Student(t), Monday, 25.02.2008, 17:45 (vor 6509 Tagen)

Auszüge (Hervorhebungen durch mich):


Es ist ein Glaubenskrieg.

Drei völlig verschiedene Aspekte des Umgangs mit den Kleinen werden dabei munter durcheinandergeworfen.

Erstens: Wie möchte ich als Elternteil leben ? Möchte ich ganztags ins Büro oder daheim sein bei meinem Kind ? Diese Frage muß jeder für sich beantworten.

Zweitens: In welcher Gesellschaft möchten wir leben ? Sollen Frauen und Männer gleichberechtigt am Berufsleben teilnehmen ? Müsste derStaat mehr Mittel in die Kinderbetreuung investieren ? Wenn ja: Wie viel ist ihm die wert ? Diese Fragen müssen politisch entschieden werden.

Schließlich drittens: Was eigentlich ist gut fürs Kind ? Schadet ihm die stundenlange Trennung von der Mutter ? Fördert gar umgekehrt die krippe seine soziale Entwicklung ? Hier ist die Wissenschaft gefragt.


Ergebnis fast aller Untersuchungen ist demnach, daß es einer allzu engen Mutterbindung nicht bedarf. Mir persönlich leuchtet das ein, denn ich habe in Afrika miterlebt, wie dort die Kinder (übrigens auch mein Kind) vielen Müttern "gehören". Und seelisch wirken die Menschen dort sehr gesund - sofern man nicht gerade ihren "Aberglauben" als ungesund bezeichnen will.


Fast scheint es, als verdampften auf diese Weise alle grundsätzlichen Bedenken gegen die Krippe. Umso schwerer ist es da, den vehementen Widerstand zu erklären: Wie kann eine Überzeugung so hartnäckig den guten Erfahrungen vieler Nachbarländer und vor allem der wissenschaftlichen Erkenntnis trotzen ?

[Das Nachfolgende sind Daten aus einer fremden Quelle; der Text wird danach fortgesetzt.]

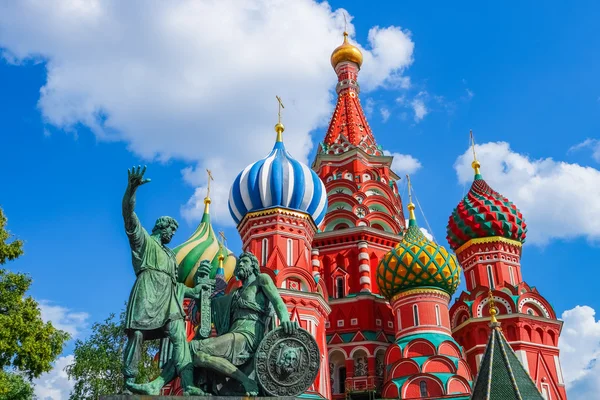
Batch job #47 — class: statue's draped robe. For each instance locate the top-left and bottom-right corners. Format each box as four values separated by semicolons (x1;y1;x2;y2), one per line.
125;216;185;339
190;281;273;366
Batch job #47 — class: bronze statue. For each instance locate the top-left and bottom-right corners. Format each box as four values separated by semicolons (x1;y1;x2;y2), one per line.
123;167;321;396
128;253;298;396
123;166;203;395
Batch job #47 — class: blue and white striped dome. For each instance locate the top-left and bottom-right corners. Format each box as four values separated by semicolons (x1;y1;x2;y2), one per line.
229;135;327;226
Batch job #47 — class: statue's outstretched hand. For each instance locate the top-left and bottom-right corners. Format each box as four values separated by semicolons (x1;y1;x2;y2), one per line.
127;165;150;189
281;321;298;335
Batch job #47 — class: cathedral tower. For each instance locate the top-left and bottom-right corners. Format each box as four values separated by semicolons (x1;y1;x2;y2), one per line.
447;135;566;399
312;33;405;399
229;110;331;399
377;182;472;399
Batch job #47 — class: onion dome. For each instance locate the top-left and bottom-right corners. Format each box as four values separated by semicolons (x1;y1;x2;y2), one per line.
173;197;235;287
446;155;527;250
331;32;362;69
229;122;327;226
377;194;460;300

Die Münchner Romanistikprofessorin Barbara Vinken hat, um diese Frage zu beantworten, die Wurzeln des Muttermythos freigelegt. Der Forscherin zufolge haben vor allem drei große Gelehrte die deutsche Supermami heraufbeschworen: Martin Luther, Jean-Jacques Rousseau und Johann Heinrich Pestalozzi.

[...]


Nicht erwähnt wird - merkwürdigerweise - Adolf Hitler, welcher als Letzter in der Reihe der großen Mutter-Aufwerter auch heute noch das deutsche Familienrecht zu bestimmen scheint. (Vgl. Schubert, Das Familien- und Erbrecht im deutschen Nationalsozialismus, wonach "der Führer" in einem Gespräch mit aller Entschiedenheit betont habe, daß die Mutter ein ethisches Recht auf ihr Kind habe; ebenso, daß das Kindeswohl nicht zähle, S. 701.)


Zum Einfluß der drei Denker kommt in Deutschland hinzu, dass noch immer das Schreckgespenst der DDR-Krippe durch die Erinnerungen geistert. Dort war es Programm, den nachwuchs im Schoß des Kollektivs groß werden zu lassen. Die Entmachtung der Eltern war gewollt.

Auf die staatliche Zwangsbeglückung aller Kinder reagierte der Westen mit der radikalen Privatisierung der Erziehung. "In der derzeitigen Krippendebatte erleben wir die Nachwehen eines Glaubenskrieges", meint Vinken.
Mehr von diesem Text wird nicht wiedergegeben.